The third time we went up we bought some inner tubes (on sale) and floated out in the middle of the third lake (which is the largest). We just sat there floating for several hours, relaxing, enjoying the scenery and soaking up the sun. It was well nice. There’s nothing quite like drifting around without a care in the world. It just felt so great to forget all responsibilities and give our minds relief. The third lake is prolly the best one.

After we were done drifting around, we got up on this dock nearby and got dry while lying in the sun. We spent the rest of the time talking about life, career plans, and this coming school year.

It’s kinda sad that we didn’t get to using this place till the end of summer. We should have come here all summer. I guess at least we got to come here while it was still warm. It reminds of me of relaxing on the beach in California. There are very few times when I feel so calm. So what do we do for winter?

Thanks for the pitchers BeeJ!

Photo by BJ Zeyer (http://bjzeyer.blogspot.com/)

 

Back in BYU Singers

Well, I’m back in BYU Singers this year, and I’m very excited about the possibilities. So far, we’ve been looking at a lot of Renaissance stuff, mainly Byrd and Taverner. We also looked at the first two pages of Bob Chilcott’s “High Flight” that we’re doing this with the King’s Singers next month. Really looking forward to that.

Being back with a completely new group of people (there’s been a lot of turnover this year) I started to ask a question: What does it mean to be in BYU Singers? Well, in my pondering, I’ve come up with a small list:

– You must be willing to learn a piece, rehearse it relentlessly, take time outside class to memorize it and then end up never singing it in concert or even recording it. All this without complaining, because it never felt like a waste of time.

– You must be willing to forfeit all personal space you once had. You do not have a “bubble.”

– You must accept the fact that you will drop your music folder and all 60 pieces of music will spill out everywhere. And if you lucky, this might even take place in the middle of rehearsal. Bonus points for all the paper cuts you get trying to put your music back in some sort of order.

– You must not only gratefully accept constructive criticism and correction from those around you, but seek after it.
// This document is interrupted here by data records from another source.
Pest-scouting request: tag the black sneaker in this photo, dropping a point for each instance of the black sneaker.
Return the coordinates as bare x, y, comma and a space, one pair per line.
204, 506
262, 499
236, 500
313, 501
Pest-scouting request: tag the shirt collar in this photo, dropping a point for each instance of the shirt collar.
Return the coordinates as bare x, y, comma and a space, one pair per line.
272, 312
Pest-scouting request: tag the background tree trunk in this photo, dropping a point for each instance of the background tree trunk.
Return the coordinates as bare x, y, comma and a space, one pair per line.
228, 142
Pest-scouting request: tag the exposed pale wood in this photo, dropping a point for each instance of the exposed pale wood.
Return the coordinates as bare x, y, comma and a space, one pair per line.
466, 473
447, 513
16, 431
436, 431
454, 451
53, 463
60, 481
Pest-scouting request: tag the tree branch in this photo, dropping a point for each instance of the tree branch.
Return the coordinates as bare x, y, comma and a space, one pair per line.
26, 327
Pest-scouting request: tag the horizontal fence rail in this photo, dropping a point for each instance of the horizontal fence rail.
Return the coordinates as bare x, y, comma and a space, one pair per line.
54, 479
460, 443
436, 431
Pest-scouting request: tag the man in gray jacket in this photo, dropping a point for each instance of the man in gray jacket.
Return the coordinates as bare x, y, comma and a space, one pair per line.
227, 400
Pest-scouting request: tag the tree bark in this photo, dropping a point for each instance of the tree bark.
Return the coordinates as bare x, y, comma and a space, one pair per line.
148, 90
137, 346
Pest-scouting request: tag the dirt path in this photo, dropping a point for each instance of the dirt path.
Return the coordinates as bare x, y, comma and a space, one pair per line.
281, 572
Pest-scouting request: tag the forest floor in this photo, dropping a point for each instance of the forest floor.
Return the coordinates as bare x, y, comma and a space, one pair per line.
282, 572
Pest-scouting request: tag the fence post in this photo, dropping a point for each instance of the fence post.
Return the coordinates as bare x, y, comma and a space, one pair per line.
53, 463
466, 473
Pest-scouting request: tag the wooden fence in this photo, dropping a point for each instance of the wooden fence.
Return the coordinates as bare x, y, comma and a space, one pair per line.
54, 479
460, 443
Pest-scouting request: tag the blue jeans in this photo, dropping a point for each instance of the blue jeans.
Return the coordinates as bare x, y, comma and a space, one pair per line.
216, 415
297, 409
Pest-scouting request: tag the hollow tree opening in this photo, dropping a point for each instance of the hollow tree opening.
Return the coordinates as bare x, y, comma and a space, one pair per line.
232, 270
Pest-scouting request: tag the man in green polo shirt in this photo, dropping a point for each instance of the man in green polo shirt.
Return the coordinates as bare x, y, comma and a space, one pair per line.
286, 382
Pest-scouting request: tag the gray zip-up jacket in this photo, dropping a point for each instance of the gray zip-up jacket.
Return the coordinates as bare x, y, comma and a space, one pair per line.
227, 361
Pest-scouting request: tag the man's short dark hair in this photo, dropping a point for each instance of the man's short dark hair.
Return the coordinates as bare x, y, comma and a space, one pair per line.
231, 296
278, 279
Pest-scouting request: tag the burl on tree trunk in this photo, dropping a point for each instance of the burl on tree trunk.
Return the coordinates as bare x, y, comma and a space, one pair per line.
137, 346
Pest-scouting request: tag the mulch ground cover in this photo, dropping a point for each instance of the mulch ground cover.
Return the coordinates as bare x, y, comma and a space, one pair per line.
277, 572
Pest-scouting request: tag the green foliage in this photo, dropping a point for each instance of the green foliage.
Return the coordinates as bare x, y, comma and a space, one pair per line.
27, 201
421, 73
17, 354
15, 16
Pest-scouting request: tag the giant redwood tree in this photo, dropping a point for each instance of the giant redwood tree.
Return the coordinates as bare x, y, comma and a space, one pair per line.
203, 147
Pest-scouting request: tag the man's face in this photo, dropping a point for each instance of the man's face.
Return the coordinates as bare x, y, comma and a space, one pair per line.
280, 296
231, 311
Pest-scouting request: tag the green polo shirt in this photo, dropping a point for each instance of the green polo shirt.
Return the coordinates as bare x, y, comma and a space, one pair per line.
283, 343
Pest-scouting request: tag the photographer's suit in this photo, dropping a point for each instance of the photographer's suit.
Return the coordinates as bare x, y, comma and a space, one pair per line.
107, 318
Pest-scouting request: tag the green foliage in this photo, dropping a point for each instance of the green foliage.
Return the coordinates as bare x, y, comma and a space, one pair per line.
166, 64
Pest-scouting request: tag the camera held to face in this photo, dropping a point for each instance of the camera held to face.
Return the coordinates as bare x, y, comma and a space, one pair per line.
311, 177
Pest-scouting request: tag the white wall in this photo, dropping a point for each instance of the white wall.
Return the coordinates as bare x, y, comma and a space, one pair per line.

– You must get used to people thinking that because you’re in BYU Singers you have this amazing voice that can do no wrong.

– You are with a bunch of other choir nerds who love choral music and have a palpable sense of ownership and commitment to sharing something profound. You’ve never felt more at home.

It’s just a few things I thought of, and looking back on it, I’m just flooded with so many wonderful memories. This is such an amazing ensemble and I’m so privileged to be a part of it. At the same time, I understand completely that I’m still a pup in this group compared to everyone else around me.

I’m counting down the hours every day till the next rehearsal.